Óbitos por residência segundo causas:
          São Paulo        Minas Gerais        Espírito Santo      Rio de Janeiro
1979: 171.583           95.579                  12.678                  91.650
1995:  227.837          95.980                  15.747                  116.692       
Homicídios e lesões causadas por outras pessoas:
          São Paulo        Minas Gerais        Espírito Santo      Rio de Janeiro
1979: 2.384               1.094                    260                       2.426
1995: 11.555             1.214                    1.153                    8.216

     Logo, considerando os estados do Sudeste, teremos o seguinte: Em São Paulo temos um acréscimo de 32,78% e 384,68% em termos de óbitos e óbitos causados por violência gerada por terceiros, respectivamente. Em seguida temos  Minas Gerais com 0,41% e 10,96%, Espírito Santo com 24,20% e 343,46% e Rio de Janeiro com 27,32% e 238,66%.
     A princípio temos a impressão de que o Rio de Janeiro teve uma situação melhor do que São Paulo e Espírito Santo. Mas, voltando à relação entre o número total de óbitos e o número de óbitos por homicídio, percebemos que no Brasil, no ano de 1979, a proporção era de 1,5% em relação ao total, enquanto em 1995 foi de 4,15%. Seguindo essa linha teremos para o Sudeste os seguintes valores:  Minas Gerais com 1,14% em 1979 e 1,26% em 1995; São Paulo com 1,38% no ano de 1979 e 5,07% no ano de 1995; Rio de Janeiro com 2,64% em 1979 e 7,32% em 1995; Espírito Santo com 2,05% em 1979 e 7,32% em 1995.
     Ou seja, o Rio de Janeiro fica atrás apenas do Espírito Santo na região Sudeste, o que mostra um quadro bastante grave pois, mesmo não tendo uma evolução demográfica muito grande, houve grande ascendência em termos de criminalidade.

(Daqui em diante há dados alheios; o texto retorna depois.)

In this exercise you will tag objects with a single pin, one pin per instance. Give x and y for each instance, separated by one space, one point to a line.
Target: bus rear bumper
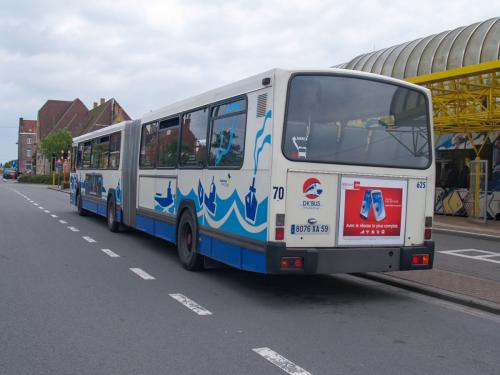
348 260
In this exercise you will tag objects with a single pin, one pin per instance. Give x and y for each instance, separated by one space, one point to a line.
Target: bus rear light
279 235
420 260
291 263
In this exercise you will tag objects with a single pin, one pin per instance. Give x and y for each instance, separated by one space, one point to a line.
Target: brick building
77 118
26 144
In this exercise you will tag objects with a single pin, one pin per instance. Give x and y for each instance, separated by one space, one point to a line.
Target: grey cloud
147 54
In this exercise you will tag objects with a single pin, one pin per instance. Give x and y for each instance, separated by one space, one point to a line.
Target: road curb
481 236
461 299
57 189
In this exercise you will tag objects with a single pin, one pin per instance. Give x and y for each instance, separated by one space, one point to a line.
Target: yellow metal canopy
465 100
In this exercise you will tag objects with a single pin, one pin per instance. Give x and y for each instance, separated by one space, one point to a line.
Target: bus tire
187 242
113 225
79 205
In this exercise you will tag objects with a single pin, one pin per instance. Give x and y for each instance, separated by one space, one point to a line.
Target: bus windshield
348 120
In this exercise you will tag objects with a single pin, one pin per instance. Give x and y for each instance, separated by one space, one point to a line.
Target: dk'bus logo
312 188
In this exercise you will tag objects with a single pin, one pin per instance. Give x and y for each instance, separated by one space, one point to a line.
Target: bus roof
250 84
101 132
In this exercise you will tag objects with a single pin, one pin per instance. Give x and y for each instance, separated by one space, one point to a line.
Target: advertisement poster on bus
372 211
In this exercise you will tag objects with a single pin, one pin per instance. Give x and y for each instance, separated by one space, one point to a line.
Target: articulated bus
289 171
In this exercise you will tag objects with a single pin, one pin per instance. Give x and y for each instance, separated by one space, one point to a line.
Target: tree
55 142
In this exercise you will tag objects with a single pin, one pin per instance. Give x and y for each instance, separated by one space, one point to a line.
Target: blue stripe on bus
221 251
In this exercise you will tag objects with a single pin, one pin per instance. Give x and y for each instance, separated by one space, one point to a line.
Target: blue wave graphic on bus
251 205
165 202
209 200
222 152
118 193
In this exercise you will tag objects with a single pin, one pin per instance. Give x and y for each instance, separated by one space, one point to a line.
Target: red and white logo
312 188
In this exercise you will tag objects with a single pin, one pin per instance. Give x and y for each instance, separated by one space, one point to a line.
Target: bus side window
194 138
86 156
74 154
148 145
168 143
114 150
227 140
79 156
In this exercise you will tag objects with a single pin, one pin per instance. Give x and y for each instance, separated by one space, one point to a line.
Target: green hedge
38 179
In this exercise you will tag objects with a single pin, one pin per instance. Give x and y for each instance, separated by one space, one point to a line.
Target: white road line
483 255
190 304
141 273
110 253
278 360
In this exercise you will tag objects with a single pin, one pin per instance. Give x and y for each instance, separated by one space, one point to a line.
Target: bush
38 179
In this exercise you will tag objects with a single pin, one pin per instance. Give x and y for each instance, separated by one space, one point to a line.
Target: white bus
289 171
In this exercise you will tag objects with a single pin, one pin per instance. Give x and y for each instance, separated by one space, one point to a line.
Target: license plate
310 229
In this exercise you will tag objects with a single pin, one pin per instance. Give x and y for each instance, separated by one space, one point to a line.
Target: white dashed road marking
190 304
110 253
141 273
475 254
278 360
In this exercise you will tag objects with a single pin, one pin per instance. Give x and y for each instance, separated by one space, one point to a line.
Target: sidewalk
456 287
463 225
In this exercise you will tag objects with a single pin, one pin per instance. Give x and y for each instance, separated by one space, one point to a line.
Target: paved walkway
457 223
470 286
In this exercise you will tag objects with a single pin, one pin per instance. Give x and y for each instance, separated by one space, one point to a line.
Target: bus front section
359 176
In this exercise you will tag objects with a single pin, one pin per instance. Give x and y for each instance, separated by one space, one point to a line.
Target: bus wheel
113 225
81 210
187 242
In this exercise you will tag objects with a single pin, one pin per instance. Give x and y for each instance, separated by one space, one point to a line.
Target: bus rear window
347 120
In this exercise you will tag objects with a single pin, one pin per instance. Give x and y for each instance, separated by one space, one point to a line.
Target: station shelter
461 67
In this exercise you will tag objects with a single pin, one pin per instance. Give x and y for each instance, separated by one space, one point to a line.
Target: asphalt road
67 307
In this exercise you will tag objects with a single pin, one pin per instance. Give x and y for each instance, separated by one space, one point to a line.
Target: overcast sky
150 53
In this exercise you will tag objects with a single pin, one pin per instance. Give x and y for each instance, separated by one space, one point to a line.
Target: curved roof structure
464 46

     Analisando ainda a publicação do IBGE- Síntese de indicadores sociais 2000, temos outro quadro alarmante. São Paulo deteve, em 1999, o equivalente a 22,41% da população brasileira, enquanto o Rio de Janeiro deteve cerca de 8,62%. Proporcionalmente, estes deveriam ser os percentuais de cada estado no número de mortes ocasionadas por motivos violentos. Porém, utilizando-se informações do ano de 1998, foi registrado em São Paulo 33,36% dos óbitos ocasionados pela violência no Brasil, e no Rio de Janeiro esse número ficou em 18,05%!

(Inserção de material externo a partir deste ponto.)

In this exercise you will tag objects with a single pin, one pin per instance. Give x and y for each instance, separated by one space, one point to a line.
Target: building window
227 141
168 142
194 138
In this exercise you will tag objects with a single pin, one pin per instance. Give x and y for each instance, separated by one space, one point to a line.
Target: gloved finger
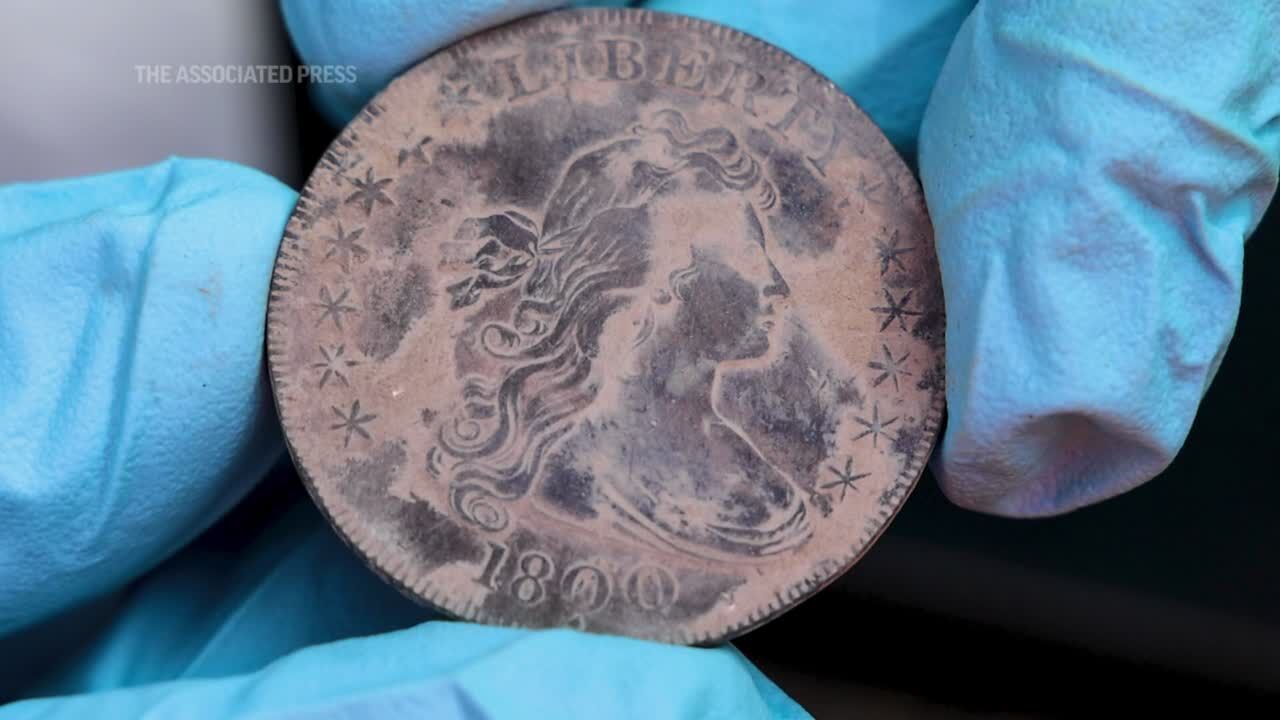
1092 172
133 408
375 40
885 54
460 670
229 604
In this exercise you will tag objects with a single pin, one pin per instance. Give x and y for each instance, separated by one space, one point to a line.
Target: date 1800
584 587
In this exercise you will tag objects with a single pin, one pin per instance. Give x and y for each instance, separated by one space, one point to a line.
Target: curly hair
593 251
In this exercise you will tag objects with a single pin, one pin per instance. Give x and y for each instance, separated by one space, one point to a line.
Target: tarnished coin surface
615 320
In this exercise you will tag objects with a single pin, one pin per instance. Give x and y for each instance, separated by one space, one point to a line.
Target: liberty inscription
607 319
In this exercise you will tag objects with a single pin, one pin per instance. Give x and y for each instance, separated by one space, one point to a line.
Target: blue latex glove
1088 305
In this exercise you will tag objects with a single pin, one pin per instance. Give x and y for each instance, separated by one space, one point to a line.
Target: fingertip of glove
1048 465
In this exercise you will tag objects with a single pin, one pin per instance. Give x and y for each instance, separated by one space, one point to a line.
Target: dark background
1168 596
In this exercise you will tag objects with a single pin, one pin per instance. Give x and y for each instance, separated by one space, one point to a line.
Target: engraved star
343 247
455 100
868 190
369 191
888 368
845 478
874 427
888 253
351 422
333 365
333 306
895 310
414 151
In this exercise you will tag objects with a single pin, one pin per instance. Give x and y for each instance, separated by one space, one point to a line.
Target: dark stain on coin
609 319
396 297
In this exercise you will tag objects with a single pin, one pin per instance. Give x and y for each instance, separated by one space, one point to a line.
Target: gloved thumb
133 408
1092 171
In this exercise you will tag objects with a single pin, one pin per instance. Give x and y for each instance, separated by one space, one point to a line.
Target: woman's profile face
727 306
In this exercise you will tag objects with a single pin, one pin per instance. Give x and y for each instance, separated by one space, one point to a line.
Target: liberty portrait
595 338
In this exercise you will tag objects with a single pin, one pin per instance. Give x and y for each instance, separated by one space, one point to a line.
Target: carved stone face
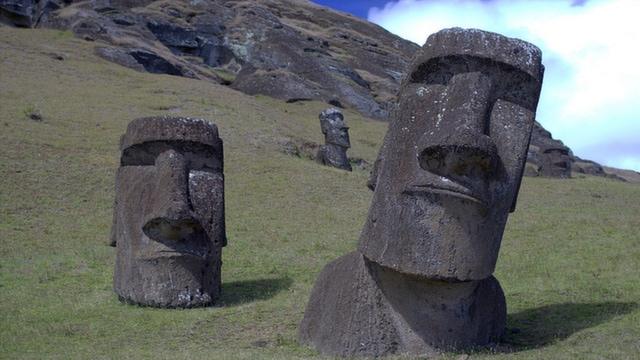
555 161
169 226
333 127
452 160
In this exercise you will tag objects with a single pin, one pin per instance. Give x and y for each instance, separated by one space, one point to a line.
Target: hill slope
568 264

     Quais seriam as causas para esse nível alarmante de violência no Rio de Janeiro? Em um artigo publicado no jornal O Globo, em 10/04/2001, o prefeito da cidade da época, Sr. César Maia aponta quatro indicadores que teriam uma boa relação com os altos índices de homicídios: o índice de Gini, que analisa a desigualdade de renda, o desemprego, o Crime Organizado e, principalmente, o Crime Organizado Setorizado.
     Porém, se analisarmos a questão do índice de Gini como uma das causas do aumento da violência, perceberemos que não é possível compreender tal relação. No ano de 1992 temos para o estado do Rio de Janeiro e para sua Região Metropolitana, respectivamente os seguintes índices 0,536 e 0,534, enquanto no ano de 1999 teremos 0,532 e 0,531. Ou seja, temos uma leve tendência de diminuição da disparidade de renda, tanto a nível estadual quanto ao nível da região metropolitana.

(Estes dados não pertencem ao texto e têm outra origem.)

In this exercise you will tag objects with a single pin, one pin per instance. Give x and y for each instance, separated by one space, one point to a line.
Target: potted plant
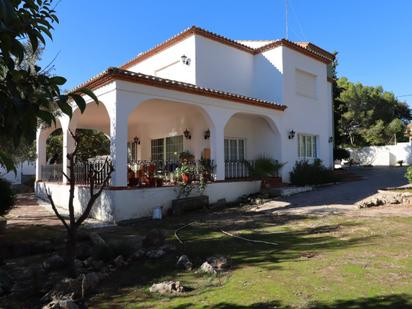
186 156
188 177
7 200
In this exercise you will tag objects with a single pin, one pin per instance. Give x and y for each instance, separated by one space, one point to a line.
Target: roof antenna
286 20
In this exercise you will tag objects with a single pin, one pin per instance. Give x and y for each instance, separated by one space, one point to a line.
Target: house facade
199 92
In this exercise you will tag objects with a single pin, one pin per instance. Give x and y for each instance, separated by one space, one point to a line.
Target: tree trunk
71 253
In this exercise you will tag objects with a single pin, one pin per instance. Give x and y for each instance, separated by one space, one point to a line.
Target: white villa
220 99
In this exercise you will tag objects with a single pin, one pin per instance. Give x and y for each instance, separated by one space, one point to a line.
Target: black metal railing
100 168
158 173
54 173
238 169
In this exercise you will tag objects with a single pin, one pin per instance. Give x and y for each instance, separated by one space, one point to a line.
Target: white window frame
315 85
227 150
165 148
307 146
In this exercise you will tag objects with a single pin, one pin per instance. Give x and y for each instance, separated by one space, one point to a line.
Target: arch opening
162 133
249 137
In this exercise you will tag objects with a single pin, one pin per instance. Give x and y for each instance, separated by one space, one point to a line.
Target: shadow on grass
204 239
380 302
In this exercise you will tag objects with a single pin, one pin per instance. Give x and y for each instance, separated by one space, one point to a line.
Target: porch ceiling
113 73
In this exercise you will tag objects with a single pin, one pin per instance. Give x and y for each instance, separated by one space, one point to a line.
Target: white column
41 138
217 137
217 121
68 147
119 109
118 149
197 142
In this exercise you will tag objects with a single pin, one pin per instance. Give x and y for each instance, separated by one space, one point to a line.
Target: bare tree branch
94 196
58 215
67 177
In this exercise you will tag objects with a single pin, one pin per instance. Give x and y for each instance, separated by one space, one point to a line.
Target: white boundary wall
26 168
388 155
118 205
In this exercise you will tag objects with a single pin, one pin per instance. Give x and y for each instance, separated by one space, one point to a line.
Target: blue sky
373 38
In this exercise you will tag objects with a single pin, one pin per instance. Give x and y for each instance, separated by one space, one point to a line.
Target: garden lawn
325 262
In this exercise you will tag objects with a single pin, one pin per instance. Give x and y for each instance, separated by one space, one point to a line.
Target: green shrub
265 167
7 197
408 174
305 173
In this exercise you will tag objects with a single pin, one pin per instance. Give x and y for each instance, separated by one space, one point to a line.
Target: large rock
184 263
97 240
155 253
119 261
3 224
61 304
55 262
167 288
218 262
6 283
69 287
155 238
206 268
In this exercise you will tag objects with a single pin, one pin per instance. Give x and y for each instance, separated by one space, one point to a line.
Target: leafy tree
73 223
367 115
92 143
54 147
27 93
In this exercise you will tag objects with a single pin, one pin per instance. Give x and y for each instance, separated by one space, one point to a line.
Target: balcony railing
54 173
238 169
150 173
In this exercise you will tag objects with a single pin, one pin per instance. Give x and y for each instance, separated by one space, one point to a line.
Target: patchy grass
328 262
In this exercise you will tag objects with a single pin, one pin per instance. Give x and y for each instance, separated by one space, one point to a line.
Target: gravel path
341 198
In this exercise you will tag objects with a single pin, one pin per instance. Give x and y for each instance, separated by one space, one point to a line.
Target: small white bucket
157 213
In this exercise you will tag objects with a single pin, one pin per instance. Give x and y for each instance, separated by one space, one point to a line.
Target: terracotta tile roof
113 73
316 53
316 49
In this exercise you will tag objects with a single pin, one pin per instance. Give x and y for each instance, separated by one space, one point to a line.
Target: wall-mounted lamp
185 59
207 134
187 134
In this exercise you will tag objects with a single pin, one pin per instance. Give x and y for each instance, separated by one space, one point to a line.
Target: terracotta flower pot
3 224
185 178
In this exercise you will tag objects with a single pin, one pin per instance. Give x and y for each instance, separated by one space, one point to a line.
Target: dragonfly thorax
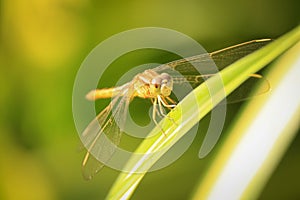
161 85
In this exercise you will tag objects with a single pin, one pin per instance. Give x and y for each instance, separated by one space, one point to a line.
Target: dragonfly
155 84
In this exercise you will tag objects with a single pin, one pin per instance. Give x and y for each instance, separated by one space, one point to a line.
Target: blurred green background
43 43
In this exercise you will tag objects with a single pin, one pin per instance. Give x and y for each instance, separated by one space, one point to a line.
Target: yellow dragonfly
155 84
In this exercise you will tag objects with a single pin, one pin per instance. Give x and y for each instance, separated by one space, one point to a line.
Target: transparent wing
198 68
103 134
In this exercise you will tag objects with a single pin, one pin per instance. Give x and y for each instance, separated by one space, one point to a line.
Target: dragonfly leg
162 101
154 111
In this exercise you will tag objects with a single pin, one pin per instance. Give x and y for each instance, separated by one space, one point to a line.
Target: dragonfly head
162 85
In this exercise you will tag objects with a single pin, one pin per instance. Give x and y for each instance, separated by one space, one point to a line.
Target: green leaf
192 109
254 147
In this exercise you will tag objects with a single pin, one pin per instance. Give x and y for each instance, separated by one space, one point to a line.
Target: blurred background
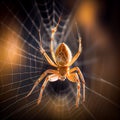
21 62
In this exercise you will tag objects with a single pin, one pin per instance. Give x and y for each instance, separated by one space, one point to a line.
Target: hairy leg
46 56
73 77
51 78
53 31
77 54
40 78
81 77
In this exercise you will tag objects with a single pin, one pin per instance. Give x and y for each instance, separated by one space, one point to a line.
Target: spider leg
44 52
73 77
77 54
82 79
53 30
40 78
51 78
46 56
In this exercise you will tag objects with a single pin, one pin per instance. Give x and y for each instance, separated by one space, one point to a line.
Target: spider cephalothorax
62 61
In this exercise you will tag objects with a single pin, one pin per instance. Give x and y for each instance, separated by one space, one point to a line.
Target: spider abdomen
63 54
63 70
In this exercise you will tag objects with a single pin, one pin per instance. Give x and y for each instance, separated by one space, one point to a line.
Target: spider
62 60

     O mesmo irá ocorrer analisando a segunda causa exposta, o desemprego. Comparando-se com as regiões metropolitanas de Recife, Salvador, Belo Horizonte, São Paulo e Porto Alegre, a região metropolitana do Rio de Janeiro é a que apresenta a menor taxa de desemprego. Logo não podemos explicar o aumento da violência no Rio de Janeiro a partir deste índice.
     Cabe então analisarmos a questão do Crime Organizado.
     Esta é uma análise que se torna dificultada pelo fato de o Crime Organizado ser uma economia informal, que não deixa registros. Além disso, as imprecisões de informações são decorrentes de uma ausência de uma política governamental, e da própria sociedade, em estabelecer uma estratégia pela qual se dê ênfase à análise deste fenômeno. Falta uma política de disponibilização de informações menos sigilosas sobre o tema.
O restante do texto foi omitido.